As Dr. Seuss puts it:
“my alphabet starts, where
your alphabet ends”. 

The End of Graffiti, 2013


Aesthetics and Style

For a cultural form so dependent on arresting images and visual impact, there has been surprisingly little research dedicated to the description and analysis of graffiti and street art styles. Notable exceptions include attempts to locate graffiti and street art in relation to art history (see for example Kirk Varnedoe and Adam Gopnik's excellent catalogue to MOMA's 1990 High and Low exhibition, or Daniel Feral's more recent detailed mapping) and my colleague Jacqueline Milner's recent detailed argument about street art and realism.

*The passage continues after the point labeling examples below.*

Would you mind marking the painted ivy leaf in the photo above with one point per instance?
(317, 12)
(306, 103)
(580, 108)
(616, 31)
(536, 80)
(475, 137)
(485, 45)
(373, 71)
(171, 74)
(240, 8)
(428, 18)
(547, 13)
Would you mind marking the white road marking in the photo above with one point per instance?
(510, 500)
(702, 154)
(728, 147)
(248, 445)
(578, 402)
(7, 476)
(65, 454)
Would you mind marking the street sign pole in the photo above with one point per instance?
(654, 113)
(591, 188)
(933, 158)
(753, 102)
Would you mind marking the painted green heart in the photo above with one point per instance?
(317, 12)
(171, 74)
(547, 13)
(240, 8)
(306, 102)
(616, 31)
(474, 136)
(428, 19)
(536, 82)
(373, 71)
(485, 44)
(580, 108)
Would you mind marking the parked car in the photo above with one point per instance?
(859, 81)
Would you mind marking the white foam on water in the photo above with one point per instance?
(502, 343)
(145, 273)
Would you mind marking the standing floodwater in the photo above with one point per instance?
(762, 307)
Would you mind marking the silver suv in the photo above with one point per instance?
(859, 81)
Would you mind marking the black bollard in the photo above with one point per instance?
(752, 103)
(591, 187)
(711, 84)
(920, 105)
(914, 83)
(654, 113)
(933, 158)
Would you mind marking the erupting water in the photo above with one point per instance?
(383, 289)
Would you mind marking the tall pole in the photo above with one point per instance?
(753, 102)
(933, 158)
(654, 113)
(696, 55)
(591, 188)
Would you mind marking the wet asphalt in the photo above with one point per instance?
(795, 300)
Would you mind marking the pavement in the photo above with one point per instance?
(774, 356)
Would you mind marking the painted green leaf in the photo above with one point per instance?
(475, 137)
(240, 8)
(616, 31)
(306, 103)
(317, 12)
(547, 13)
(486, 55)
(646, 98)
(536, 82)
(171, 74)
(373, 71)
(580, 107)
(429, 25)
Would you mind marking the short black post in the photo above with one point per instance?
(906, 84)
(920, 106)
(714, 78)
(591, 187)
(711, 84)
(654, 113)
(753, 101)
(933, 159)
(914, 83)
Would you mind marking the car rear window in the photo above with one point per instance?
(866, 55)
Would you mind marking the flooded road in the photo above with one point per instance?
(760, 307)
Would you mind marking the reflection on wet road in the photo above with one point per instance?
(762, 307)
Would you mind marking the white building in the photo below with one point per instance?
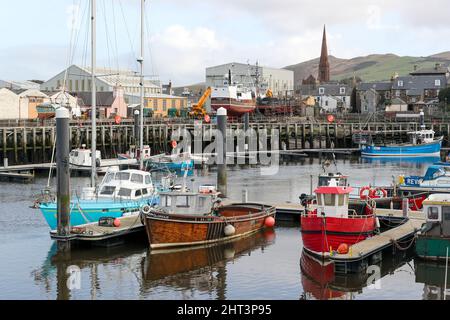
(79, 80)
(279, 81)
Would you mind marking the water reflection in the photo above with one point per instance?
(432, 275)
(321, 282)
(201, 269)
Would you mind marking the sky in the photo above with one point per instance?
(182, 38)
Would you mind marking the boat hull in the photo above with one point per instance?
(422, 150)
(321, 235)
(432, 247)
(166, 230)
(88, 211)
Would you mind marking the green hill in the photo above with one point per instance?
(375, 67)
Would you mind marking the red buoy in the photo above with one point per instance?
(269, 222)
(343, 248)
(116, 222)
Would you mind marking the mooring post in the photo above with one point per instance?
(62, 165)
(222, 156)
(405, 207)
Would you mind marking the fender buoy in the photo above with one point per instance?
(375, 193)
(363, 196)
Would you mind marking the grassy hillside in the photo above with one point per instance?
(375, 67)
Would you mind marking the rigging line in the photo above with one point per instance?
(126, 28)
(107, 36)
(115, 34)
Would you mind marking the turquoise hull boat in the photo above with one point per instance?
(87, 211)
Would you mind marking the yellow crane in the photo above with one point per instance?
(198, 109)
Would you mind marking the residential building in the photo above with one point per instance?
(78, 79)
(279, 81)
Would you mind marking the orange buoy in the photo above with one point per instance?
(269, 222)
(116, 222)
(343, 248)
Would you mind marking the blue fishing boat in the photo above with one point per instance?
(121, 193)
(423, 144)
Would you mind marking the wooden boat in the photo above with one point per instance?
(191, 218)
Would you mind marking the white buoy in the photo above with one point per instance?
(229, 230)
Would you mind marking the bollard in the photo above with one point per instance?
(222, 156)
(244, 196)
(405, 207)
(63, 173)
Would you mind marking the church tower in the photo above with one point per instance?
(324, 65)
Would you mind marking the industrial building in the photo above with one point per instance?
(78, 79)
(279, 81)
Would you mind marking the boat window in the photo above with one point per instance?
(108, 190)
(329, 199)
(341, 198)
(124, 192)
(319, 200)
(446, 213)
(122, 176)
(182, 201)
(137, 178)
(433, 213)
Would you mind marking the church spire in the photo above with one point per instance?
(324, 65)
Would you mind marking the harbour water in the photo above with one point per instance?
(263, 266)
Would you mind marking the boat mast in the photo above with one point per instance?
(141, 61)
(94, 95)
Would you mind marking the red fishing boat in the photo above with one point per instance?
(330, 225)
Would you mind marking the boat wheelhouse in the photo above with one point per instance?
(433, 241)
(329, 223)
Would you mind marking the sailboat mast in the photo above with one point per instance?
(141, 61)
(94, 95)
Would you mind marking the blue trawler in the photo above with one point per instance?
(121, 193)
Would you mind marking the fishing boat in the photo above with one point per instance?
(132, 153)
(433, 240)
(330, 223)
(422, 144)
(121, 193)
(236, 99)
(194, 218)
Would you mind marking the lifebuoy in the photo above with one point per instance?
(375, 193)
(363, 196)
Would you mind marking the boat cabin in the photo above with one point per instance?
(82, 157)
(421, 137)
(324, 179)
(332, 200)
(126, 184)
(188, 203)
(437, 210)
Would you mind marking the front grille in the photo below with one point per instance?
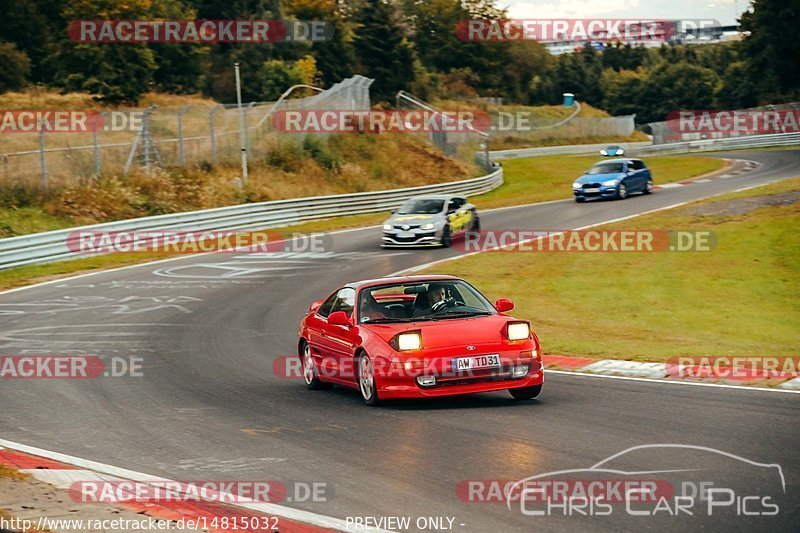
(478, 376)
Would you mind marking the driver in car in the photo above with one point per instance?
(436, 296)
(370, 308)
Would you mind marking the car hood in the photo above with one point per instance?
(416, 219)
(447, 333)
(597, 178)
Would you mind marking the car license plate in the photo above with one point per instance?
(475, 362)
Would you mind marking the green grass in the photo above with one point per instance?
(739, 299)
(25, 220)
(540, 179)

This strand of my research examines the aesthetic features of graffiti and street art and the ways in which they are shaped by the creativity of individual artists and collectives (crews, cultural scenes, cities), as well as external forces, such as the design of street-scapes, regimes of policy and policing and available archives and digital platforms.

The initial research described the context of the emergence of an anti-aesthetic style of graffiti  around the millenium ("In Praise of 70K: Cultural Heritage and Graffiti Style" (2006)), then took part in the project to map the first decade of Melbourne graffiti, as a contributor to Duro Cubrilo, Martin Harvey and Karl Stamer's mammoth book King's Way: The Beginning's of Australia Graffiti: 1983-1993 (2009). More recently I have written about national and regional styles and the aesthetics of exhaustion in the transition from graffiti to street art ("The End of Graffiti" (2013)). This research has also incorporated photography and various strategies for representing graffiti and street art, my image having been reproduced widely in newspapers, journals and books.